The fifth edition of the Diagnostic and Statistical Manual of Mental Disorders (DSM-5) was finally released last week after several delays and an amazing amount of controversy and discussion. The book, published by the American Psychiatric Association, is commonly referred to as the psychiatric “bible” and contains the official list of psychiatric diagnoses and their criteria. The last version was published way back in 1994 with minor changes issued in a “text revision” in 2000.
Many experts have remarked on how much things have not changed in over 20 years, including through the entire 1990s “decade of the brain.” More revolutionary ideas that were floated initially, such as making disorders more dimensional rather than using a yes/no format, were eventually dismissed. Arguably the two biggest changes as they relate to child disorders is the collapse of all pervasive developmental disorders into a single Autistic Spectrum Disorder diagnosis (no more Aspergers) and the creation of a new Disruptive Mood Dysregulation Disorder to describe chronically irritable and explosive children who don’t meet strict criteria for episodes of mania (but were often being diagnosed as bipolar disorder anyway). A summary of changes to various disorders can be found here.

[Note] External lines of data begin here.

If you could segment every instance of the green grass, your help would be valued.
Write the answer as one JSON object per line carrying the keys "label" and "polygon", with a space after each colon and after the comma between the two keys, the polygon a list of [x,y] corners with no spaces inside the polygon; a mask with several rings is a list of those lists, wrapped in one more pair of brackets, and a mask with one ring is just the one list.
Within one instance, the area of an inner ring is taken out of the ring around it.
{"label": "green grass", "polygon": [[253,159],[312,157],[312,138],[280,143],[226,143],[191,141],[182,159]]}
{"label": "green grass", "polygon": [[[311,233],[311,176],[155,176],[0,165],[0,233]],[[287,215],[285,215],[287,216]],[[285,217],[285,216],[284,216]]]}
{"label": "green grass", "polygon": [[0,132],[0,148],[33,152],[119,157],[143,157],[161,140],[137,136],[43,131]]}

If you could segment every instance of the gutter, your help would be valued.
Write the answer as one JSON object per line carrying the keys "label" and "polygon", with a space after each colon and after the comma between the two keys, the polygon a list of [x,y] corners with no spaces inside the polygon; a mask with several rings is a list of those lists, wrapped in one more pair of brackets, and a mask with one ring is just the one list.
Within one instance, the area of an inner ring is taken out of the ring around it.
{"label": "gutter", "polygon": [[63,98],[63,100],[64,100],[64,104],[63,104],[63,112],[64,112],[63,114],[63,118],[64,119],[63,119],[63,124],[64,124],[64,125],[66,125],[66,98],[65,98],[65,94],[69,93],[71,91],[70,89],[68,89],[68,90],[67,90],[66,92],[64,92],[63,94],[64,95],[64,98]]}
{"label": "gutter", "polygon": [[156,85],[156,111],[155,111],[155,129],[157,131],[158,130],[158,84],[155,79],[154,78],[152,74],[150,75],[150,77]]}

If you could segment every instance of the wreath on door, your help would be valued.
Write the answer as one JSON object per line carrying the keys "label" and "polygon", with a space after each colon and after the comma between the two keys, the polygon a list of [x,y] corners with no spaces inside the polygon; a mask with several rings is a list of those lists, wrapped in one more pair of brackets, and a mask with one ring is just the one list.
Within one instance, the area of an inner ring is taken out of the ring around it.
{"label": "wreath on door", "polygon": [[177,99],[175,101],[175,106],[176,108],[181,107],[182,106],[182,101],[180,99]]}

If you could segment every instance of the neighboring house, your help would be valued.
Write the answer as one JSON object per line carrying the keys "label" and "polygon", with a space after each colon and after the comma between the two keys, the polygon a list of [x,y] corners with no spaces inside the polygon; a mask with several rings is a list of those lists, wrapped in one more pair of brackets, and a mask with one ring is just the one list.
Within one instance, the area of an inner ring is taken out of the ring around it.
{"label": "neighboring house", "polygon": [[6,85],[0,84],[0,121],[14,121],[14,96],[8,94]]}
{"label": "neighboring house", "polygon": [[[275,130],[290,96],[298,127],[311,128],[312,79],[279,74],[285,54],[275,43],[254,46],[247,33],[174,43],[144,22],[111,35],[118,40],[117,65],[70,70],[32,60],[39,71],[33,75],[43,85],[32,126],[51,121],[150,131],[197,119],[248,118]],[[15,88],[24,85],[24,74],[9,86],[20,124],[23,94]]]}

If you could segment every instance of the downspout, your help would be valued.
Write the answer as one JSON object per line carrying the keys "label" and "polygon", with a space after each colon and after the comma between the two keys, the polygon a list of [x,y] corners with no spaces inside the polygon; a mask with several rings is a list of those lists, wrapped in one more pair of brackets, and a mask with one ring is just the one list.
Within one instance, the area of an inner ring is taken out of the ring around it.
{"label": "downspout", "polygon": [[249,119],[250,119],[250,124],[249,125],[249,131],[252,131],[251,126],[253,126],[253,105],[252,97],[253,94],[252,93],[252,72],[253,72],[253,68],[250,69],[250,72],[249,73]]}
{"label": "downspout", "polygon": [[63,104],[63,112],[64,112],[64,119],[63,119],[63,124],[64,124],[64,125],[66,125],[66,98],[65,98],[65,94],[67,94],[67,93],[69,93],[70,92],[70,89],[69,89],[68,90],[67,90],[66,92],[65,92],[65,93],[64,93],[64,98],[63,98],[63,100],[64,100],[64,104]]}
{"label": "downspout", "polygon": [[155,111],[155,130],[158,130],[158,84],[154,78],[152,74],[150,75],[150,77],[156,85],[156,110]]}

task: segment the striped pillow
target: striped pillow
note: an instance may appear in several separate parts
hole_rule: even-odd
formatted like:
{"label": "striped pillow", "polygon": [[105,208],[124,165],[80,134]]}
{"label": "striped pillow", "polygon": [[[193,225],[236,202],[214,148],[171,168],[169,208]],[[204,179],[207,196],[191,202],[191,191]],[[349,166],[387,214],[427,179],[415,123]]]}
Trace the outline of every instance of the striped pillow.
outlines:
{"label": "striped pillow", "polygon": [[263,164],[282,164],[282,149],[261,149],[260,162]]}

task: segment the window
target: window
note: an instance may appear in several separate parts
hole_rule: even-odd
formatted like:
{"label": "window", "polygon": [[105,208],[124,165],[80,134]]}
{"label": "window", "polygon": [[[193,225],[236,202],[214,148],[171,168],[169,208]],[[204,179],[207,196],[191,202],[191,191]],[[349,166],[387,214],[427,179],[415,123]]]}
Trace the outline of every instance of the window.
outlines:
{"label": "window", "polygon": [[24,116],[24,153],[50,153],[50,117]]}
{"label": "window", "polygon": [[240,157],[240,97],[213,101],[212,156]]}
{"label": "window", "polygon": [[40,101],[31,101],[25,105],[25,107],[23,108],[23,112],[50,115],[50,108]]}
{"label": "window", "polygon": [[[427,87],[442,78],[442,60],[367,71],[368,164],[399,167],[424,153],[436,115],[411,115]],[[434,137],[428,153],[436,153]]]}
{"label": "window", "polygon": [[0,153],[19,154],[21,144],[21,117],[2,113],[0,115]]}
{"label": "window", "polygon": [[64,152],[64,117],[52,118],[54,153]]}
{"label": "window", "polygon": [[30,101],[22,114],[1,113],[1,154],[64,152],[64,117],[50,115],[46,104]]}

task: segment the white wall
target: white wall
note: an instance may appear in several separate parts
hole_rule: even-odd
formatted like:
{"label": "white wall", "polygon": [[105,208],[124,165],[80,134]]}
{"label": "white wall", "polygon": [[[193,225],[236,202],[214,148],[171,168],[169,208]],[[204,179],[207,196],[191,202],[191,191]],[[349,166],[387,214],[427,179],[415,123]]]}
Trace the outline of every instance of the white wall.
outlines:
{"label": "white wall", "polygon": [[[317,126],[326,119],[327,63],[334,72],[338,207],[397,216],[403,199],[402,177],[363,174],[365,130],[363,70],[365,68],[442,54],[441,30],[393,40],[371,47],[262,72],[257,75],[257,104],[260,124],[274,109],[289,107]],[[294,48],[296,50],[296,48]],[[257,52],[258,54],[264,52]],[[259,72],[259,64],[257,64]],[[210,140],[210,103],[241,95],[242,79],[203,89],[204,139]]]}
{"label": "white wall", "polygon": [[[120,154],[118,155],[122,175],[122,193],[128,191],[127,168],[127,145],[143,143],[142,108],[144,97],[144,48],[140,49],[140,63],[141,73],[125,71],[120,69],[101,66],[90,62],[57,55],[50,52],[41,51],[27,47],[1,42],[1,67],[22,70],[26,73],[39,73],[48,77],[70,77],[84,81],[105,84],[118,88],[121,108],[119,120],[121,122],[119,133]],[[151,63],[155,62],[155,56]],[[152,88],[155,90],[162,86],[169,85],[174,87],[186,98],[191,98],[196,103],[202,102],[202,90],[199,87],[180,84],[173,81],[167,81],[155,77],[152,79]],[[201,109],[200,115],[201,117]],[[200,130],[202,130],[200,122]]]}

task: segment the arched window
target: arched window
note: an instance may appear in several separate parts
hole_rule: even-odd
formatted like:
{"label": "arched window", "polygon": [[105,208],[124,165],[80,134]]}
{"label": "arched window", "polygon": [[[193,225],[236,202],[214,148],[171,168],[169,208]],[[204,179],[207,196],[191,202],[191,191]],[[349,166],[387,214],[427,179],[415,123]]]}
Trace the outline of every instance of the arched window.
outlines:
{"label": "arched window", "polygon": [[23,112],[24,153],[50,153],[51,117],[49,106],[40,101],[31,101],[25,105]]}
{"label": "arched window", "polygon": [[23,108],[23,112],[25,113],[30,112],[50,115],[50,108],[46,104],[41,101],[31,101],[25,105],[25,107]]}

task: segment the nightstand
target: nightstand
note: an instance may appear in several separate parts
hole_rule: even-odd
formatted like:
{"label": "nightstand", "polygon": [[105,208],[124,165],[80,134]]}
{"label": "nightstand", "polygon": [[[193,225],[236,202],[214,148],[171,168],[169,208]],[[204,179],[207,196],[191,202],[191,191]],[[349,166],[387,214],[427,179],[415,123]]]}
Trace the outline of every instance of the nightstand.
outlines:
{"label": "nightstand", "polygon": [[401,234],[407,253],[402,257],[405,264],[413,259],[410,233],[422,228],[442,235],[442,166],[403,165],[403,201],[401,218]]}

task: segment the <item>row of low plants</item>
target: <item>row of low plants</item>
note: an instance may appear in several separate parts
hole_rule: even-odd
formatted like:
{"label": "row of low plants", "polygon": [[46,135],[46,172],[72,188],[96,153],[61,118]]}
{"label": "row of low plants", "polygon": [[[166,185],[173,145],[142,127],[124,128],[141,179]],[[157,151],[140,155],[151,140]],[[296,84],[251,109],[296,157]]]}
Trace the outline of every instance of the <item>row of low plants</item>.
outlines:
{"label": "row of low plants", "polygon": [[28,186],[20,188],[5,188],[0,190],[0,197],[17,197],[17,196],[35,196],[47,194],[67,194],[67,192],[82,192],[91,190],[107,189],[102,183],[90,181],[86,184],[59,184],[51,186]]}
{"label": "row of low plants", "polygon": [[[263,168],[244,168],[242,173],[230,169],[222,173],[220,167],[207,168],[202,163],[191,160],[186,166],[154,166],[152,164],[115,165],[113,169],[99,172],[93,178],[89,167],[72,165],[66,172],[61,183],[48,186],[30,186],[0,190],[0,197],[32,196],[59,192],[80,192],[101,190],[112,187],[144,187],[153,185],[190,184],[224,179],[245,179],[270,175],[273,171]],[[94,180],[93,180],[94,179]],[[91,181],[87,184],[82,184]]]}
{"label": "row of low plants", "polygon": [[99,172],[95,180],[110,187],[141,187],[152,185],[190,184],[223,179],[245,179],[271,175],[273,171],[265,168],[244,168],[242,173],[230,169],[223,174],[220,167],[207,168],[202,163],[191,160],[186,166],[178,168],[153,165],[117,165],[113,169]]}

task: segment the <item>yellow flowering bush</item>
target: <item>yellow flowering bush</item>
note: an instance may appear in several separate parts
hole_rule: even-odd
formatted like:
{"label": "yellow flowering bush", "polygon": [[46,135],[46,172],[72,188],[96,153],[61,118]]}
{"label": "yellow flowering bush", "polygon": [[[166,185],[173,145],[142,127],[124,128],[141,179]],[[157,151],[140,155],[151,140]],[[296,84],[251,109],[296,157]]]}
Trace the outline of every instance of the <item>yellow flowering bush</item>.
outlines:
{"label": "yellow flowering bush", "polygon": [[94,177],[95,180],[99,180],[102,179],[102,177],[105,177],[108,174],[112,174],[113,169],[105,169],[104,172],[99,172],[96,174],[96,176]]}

While it is hard to imagine how such an undertaking could be performed without triggering heated debate from many sources, DSM-5 has found a way to provoke criticism even from those you might think would be staunch supporters. The Director of the National Institute of Mental Health, Tom Insel, wrote that patients “deserve better” than a diagnostic system based on committee consensus rather than neuroscience research. His comments raised enough eyebrows to prompt a statement of solidarity with DSM-5 and the APA, claiming basically that it is the best we can do right now given our current state of knowledge. The former head of DSM-IV, Allen Frances, has also gone extremely public with his criticism of the DSM-5. Among other things, he disparaged the frequent conflicts of interest of DSM-5 committee members, although ironically did so in the promotion of two books he wrote on the subject.
Adding further confusion is exactly how the new terminology will be incorporated into our “official” language. Most medical coding systems use the classification of the International Classification of Disease (ICD) system rather than DSM anyway, so disorders can and do live in one world and not the other.
While it is worth noting that plenty of nonpsychiatric illnesses, from hypertension to migraine headaches, also rely on diagnosis by convention, the pervasive criticism coming from multiple angles may reflect an overall theme of impatience and yes, even some embarrassment that, after all the years and all the hard work, our diagnostic system has stood mostly unchanged for decades despite the widespread acknowledgement that it is fundamentally flawed.